Here is some of her most invaluable shared wisdom.  

On Timing

Timing plays a key role in publishing, but Khan cautions authors from interpreting that as age-related. She encourages aspiring authors to stay focused and keep dreaming, regardless of their age.

“I have so much respect for writers who are doing amazing work in their early twenties,” Khan writes on her blog. “I wish I had been that focused and driven and talented when I was that age. But, honestly, I wasn’t. I was a late bloomer, in education, career and just generally having my s**t together. But I still had big dreams. One of them was writing. But other ones like motherhood & starting my own business took precedence at the time. I’ve spent many nights over the past two decades agonizing over whether I would ever have an opportunity to fulfill my writing dreams. Looking back at my younger self I wish I could tell her not to worry, because dreams have a way of coming true when it’s their time, as long as you don’t give up along the way. Sometimes that happens and that’s okay too. We all change as we get older and our dreams can change too. Some of mine certainly did and in the end, I realized that those dreams were not right for me after all.”

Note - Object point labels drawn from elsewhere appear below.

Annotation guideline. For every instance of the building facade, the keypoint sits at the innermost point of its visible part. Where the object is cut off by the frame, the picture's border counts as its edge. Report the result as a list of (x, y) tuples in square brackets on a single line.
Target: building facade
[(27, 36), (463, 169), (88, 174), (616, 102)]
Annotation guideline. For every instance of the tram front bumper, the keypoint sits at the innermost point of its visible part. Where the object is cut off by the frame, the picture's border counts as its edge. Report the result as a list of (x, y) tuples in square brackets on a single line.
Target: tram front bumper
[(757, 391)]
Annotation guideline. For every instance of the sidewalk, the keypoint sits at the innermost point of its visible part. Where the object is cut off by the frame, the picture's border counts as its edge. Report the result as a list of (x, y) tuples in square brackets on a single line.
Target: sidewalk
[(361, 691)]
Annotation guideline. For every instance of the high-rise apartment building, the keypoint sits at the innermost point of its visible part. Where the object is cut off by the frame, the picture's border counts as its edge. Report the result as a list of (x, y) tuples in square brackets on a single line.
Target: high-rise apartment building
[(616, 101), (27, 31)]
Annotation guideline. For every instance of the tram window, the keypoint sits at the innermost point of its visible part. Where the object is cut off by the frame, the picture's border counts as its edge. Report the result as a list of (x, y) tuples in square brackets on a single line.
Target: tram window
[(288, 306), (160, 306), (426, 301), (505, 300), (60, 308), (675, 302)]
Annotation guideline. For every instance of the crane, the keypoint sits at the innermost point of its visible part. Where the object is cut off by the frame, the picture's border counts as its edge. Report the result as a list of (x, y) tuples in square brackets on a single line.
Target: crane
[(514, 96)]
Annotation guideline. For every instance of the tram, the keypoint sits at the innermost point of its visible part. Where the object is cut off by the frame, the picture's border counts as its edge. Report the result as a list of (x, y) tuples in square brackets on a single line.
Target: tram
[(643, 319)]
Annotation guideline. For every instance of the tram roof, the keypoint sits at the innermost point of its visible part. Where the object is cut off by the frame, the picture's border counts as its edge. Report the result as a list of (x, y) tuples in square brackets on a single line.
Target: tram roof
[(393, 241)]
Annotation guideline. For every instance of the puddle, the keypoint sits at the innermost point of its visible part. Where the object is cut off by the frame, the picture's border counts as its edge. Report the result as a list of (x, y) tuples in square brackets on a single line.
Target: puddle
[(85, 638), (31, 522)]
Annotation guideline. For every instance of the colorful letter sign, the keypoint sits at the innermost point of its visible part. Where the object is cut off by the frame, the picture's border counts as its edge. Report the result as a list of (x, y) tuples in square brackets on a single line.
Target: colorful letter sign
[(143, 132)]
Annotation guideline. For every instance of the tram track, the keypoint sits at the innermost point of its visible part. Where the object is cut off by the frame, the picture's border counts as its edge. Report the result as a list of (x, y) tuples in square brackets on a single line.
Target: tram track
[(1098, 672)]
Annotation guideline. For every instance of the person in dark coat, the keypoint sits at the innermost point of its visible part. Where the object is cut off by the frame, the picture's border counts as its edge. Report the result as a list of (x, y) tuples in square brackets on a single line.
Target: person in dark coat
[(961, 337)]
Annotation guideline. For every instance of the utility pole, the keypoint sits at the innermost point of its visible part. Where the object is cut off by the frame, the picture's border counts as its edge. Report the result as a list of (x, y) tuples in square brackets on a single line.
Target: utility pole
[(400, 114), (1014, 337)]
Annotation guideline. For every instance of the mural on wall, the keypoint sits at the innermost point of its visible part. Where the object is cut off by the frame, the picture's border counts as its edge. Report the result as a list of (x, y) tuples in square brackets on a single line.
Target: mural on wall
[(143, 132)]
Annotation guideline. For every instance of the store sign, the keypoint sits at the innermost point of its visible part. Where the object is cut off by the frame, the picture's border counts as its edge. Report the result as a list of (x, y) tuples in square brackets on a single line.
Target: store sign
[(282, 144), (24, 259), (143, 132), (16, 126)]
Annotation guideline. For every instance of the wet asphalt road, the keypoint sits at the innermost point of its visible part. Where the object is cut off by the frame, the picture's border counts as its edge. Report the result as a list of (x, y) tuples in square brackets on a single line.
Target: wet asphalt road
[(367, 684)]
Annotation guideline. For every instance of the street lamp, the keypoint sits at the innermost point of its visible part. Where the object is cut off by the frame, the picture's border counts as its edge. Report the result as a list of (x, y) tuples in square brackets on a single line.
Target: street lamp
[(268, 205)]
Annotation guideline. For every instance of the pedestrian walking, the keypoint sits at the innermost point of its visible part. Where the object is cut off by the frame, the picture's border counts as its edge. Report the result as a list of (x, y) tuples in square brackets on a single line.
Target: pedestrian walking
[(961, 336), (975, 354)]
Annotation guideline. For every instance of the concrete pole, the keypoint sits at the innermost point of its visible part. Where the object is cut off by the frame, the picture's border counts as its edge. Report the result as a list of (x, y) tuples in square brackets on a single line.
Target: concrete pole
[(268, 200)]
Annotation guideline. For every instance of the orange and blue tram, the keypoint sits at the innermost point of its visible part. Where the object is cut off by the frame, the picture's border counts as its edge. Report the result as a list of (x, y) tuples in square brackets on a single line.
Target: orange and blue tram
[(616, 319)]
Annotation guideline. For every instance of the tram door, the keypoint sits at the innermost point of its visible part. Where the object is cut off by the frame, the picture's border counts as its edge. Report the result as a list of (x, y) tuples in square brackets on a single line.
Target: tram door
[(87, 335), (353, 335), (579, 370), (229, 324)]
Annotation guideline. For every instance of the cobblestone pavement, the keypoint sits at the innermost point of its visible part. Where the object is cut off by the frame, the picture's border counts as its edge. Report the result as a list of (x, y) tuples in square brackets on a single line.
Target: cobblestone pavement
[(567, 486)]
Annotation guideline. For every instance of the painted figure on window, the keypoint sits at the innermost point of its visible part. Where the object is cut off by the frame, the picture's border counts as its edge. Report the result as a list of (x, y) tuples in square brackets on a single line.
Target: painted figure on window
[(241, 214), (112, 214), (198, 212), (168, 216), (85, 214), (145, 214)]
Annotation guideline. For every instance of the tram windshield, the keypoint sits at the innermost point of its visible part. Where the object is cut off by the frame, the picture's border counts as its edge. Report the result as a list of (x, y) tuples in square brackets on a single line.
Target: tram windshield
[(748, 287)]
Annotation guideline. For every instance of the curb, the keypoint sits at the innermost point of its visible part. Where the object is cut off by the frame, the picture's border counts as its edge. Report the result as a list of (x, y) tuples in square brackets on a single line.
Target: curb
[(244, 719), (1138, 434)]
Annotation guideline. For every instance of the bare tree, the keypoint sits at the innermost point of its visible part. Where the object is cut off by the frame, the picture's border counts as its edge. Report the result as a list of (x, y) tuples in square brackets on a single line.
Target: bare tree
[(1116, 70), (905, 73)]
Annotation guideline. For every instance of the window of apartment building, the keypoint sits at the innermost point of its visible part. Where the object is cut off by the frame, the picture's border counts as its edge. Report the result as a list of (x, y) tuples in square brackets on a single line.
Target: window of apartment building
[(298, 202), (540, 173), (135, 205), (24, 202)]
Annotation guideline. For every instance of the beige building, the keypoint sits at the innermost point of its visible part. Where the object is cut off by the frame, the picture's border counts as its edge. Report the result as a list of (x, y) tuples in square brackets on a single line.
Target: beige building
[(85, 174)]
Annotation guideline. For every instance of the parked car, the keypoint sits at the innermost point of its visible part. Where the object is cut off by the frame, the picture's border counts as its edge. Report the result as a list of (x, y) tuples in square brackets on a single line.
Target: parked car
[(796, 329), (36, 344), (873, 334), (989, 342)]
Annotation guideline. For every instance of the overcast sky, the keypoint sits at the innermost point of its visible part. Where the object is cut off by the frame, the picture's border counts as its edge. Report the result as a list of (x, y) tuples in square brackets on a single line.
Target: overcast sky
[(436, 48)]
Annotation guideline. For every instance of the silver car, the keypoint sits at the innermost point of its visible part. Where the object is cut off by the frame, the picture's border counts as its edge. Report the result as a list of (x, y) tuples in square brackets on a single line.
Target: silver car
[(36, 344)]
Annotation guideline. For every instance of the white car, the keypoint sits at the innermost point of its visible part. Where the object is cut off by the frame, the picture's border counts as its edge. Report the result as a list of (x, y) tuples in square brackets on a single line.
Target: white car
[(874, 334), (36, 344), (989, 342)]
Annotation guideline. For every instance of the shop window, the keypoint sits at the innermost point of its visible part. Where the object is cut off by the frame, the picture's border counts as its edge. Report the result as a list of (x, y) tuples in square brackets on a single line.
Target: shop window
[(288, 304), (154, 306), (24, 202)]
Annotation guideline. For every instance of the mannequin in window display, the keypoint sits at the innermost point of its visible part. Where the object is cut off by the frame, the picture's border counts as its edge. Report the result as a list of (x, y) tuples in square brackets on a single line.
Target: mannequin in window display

“So, if you’re a writer dealing with life’s realities and now is just not the right time to focus on your dreams, just hold on to them really tight and remember that’s it’s never too late to tell your stories. We’ll be here waiting.”

On Rejection

“It’s so easy to despair and get caught up in everyone else’s success and even be a little envious and wonder when it will happen for us,” she writes from experience on her blog. “And it’s perfectly okay to allow ourselves a small pity party, because we’ve worked hard at this and it’s not fair that it’s taking so long. But then we have to shake it off and get back on it. And doing that can be really hard. Because as much as anyone will tell you that rejections aren’t meant to be personal, they really are. And they hurt. A lot. But if we can turn that hurt into drive then we haven’t lost.”

“I urge you: please don’t give up. Because if you do the world may miss out on something truly wonderful. And that would be the real loss.”

On Revisions

Here she shares encouragement for writers going through the dreaded revision process:

“My agent is highly editorial and very hands-on which is exactly what I wanted and needed. I can’t stress enough how important it is to have clear communication, especially during your initial conversations. It is so important to be on the same page as far as what you both expect from this relationship, because hopefully it will be a long-term one.”

“You may not agree with everything your agent says,” she warns. “And this is perfectly okay. It is your book after all and no one knows your story and your characters as well as you do. But an agent offers a different perspective, an experienced set of eyes which is something really invaluable.

“Don’t rush the process. I admit that I’m definitely guilty of this. I am a very impatient person, so it took a lot of discipline for me to hold back and not rush through any revisions.”

This excerpt was originally published on Sabina Khan’s blog. Read her full post here.

On Inspiration

In an interview with the BBC about her latest novel, she discusses the dangers that LGBT youth face across different cultures and religions today, and shares her inspiration for the book.

At the time her 17-year-old daughter came out to her and her husband in 2016, there was also a brutal murder of an LGBT activist in Bangladesh.

“So, these two things kind of came together for me in a story that I wanted to write about a young girl from a Muslim immigrant family. She has a big secret, she’s in love with a girl, and she can’t come out her parents who are quite conservative and unfortunately, she does get caught kissing her girlfriend by her mother, and they whisk her away to Bangladesh to try and get her married off as soon as possible before any hint of a scandal can get out and ruin their reputation. So, the story is about her trying to claw her way back to her life and doesn’t have to lose everyone she loves in the process.”